Filmgeschichte:Deutscher Niagara

Filmgeschichte: Wolfgang Jacobsen: Erich Pommer. Produzent zwischen Kunst, Industrie und Unterhaltung. Jüdische Miniaturen 208. Verlag Hentrich & Hentrich, Berlin 2017. 81 Seiten, 8,90 Euro.

Wolfgang Jacobsen: Erich Pommer. Produzent zwischen Kunst, Industrie und Unterhaltung. Jüdische Miniaturen 208. Verlag Hentrich & Hentrich, Berlin 2017. 81 Seiten, 8,90 Euro.

Eine kleine Studie zum großen Filmproduzenten Erich Pommer, der meist im Schatten seiner Regisseure stand. Unter seiner Aufsicht gediehen Werke wie "Das Cabinet des Dr. Caligari" und "Metropolis". Er selbst warnte vor einer deutschen "Niagara-Kopie".

Von Fritz Göttler

"Ein Volk muss wissen, wo sein Niagara liegt." So formulierte es programmatisch Erich Pommer, der große deutsche Produzent, der das Kino von den Zwanzigern an prägte, 1922, in einem Aufsatz in der Zeitschrift Das Tage-Buch. Es ging darum, was deutsches Kino anstreben, sich zutrauen könnte - und das war eben keineswegs der Versuch, das omnipotente Hollywoodkino nachzumachen. Ein Versuch so unsinnig wie der, den Niagara-Fall zu kopieren. Aber: "Die reine Bewunderung, die man in Paris und auch in London für das deutsche Manuskript, die deutsche Regie, das deutsche Schauspieler- und Künstlermaterial hegt, gab uns den Beweis, daß wir, wenn auch auf anderen Gebieten, ebenso Unnachahmliches, Einzigartiges, ja Unübertreffliches haben, wie Amerika in seinem Niagara-Fall."
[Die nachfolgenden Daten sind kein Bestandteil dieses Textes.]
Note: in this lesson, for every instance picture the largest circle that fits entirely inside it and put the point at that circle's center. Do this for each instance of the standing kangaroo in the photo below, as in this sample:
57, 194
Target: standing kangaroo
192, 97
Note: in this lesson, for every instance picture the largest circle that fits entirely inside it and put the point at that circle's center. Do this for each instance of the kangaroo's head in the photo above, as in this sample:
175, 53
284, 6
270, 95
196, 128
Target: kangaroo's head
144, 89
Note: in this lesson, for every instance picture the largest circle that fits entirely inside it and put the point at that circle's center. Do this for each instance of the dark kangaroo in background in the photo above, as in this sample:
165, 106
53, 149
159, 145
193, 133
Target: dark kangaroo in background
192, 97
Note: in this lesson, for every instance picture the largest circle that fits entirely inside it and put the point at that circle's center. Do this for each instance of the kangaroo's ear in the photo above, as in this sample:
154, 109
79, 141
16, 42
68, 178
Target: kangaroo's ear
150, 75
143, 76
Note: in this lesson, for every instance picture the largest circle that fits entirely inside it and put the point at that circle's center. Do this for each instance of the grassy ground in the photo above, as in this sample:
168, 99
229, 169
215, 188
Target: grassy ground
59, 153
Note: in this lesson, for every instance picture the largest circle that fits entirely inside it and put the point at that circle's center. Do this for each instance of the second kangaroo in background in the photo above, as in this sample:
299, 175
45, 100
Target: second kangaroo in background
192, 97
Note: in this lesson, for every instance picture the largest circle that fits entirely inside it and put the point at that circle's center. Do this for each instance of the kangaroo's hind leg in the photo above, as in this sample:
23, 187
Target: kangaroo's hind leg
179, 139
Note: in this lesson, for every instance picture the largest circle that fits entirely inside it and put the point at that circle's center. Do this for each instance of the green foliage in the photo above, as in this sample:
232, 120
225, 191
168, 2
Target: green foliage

Es hat seinen Charme, wie hier ein Naturwunder in eins gesetzt wird mit den Produktionsverhältnissen der Kinematographie. Was Pommer selbst zu dieser Unübertrefflichkeit beitrug, skizziert Wolfgang Jacobsen in seinem kleinen Band der "Jüdischen Miniaturen" des Hentrich & Hentrich Verlags. Ein Pommer-Porträt, in dem auch eine Figur aufscheint, die nur selten die regieautorenlastige Filmgeschichtsschreibung interessiert - der Produzent als kreatives Zentrum.

Pommer war mit seiner Decla der Mann hinter Caligari und Mabuse

Das Handwerk hat Pommer in der Frühzeit des Kinos gelernt, in der deutschen Filiale der französischen Eclair, in der Heiratsurkunde firmiert er als "Filmfabrikbesitzer". 1915 wurde die Decla gegründet, die Pommer nach Kriegsende kräftig expandieren ließ. Hier entstand das legendäre "Cabinet des Dr. Caligari", hier schuf Fritz Lang seine frühen Meisterstücke "Der müde Tod", und "Dr. Mabuse, der Spieler". 1921 wurde die Decla von der Ufa einverleibt, Pommer wurde Leiter der Ufa-Produktionen. Sein "Niagara" sollte der zweiteilige Nibelungen-Film werden, dann der gehypte "Metropolis", mit dem die Ufa sich freilich übernahm und zum Sanierungsfall wurde. Pommer wechselte zur amerikanischen Konkurrenz, beim Film "Hotel Imperial", mit Pola Negri, wurde sein Name erstmals im Vorspann genannt. "Der Produzent trat aus dem Hintergrund ins öffentliche Licht." Schon 1927 ging's zurück zur Ufa, Pommer manövrierte sie durch die frühen Tonfilmturbulenzen, mit dem Supererfolg "Der blaue Engel". 1933 entließ die Ufa ihre jüdischen Mitarbeiter, Pommer und seine Frau emigrierten in die USA, über Paris und London, dort tat er sich mit Charles Laughton zusammen, produzierte Hitchcocks "Jamaica Inn".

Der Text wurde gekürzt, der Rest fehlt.